If you've been reading this blog for a while, you probably remember the saga of Icarus (FO pics here) the wedding shawl. If you haven't, you can read about it here, here, here, here, here (my personal favorite), and here. I told you it was a saga. Or, if you just want the short version, Icarus was my first (and so far my last) lace shawl. I made it as a wedding shawl for a childhood friend, and the project was fraught with yarn breakage, dropped stitches, 500+ stitch rows, and running out of yarn just rows from the end, days before I was originally supposed to give it to her. And then, the bridal shower was put off for three months, so Icarus has been living in a ziploc bag in my yarn closet since I finished it, amid minor hysteria and possible drunkenness, in October. This, therefore, is a momentous occasion:
This is Icarus, getting wrapped to go to its new home tomorrow. There is a bridal shower tomorrow in Saugus, about three hours from my home. There will also be another in town in February, but--naturally, considering the nature of this entire experience--it will be held on the one and only Saturday of the entire year when I will be away on vacation with my family. So tomorrow, I will be driving the six hours round trip to attend the Saugus shower--through a raging rainstorm, if the weather channel is to be believed.

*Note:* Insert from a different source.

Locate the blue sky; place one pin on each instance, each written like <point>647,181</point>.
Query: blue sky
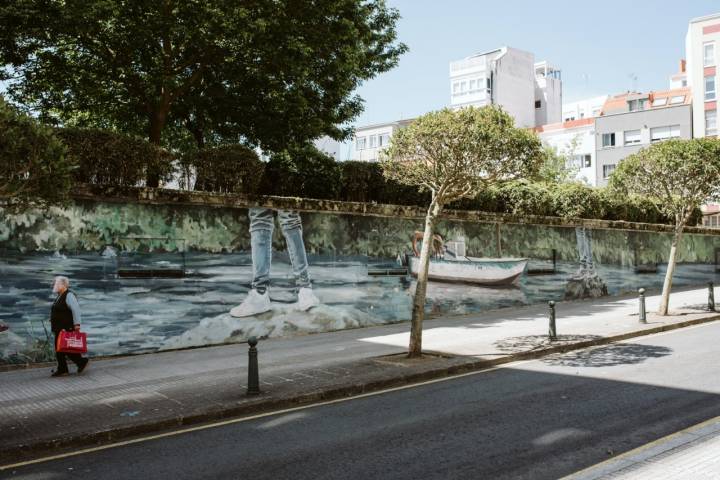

Getting Icarus wrapped is almost like packing to go to the hospital to deliver a baby. After the many long months of planning and work and surprises and small tragedies, I'm just ready to get it over with. I've been asked how I can bear to give it up, and whether my friend will appreciate it.
I can bear to give it up, because it was never mine in the first place. From the moment of its conception, Icarus was hers. I was just taking care of it for her. And although it came out better than I ever anticipated--and certainly better than I had any reason to expect--that just makes me prouder to be able to give her something that is beautiful, rather than just handmade.
Will she appreciate it? Of course she will. She will appreciate the thought and effort that went into creating something special just for her. She's not a knitter, so she has no way of knowing just how much thought and effort went into this particular gift, nor would I tell her, even if I knew of a way to convey an understanding of the hundreds of often-stressful hours it cost. That's not the point, is it? The point is that I know that I have given her something of myself; something that she will probably keep and remember forever. I know that every stitch holds my prayers for her happiness and well-being. And that's really what this gift is about, after all.
Any bets as to whether I will actually make it to the shower without any further disasters?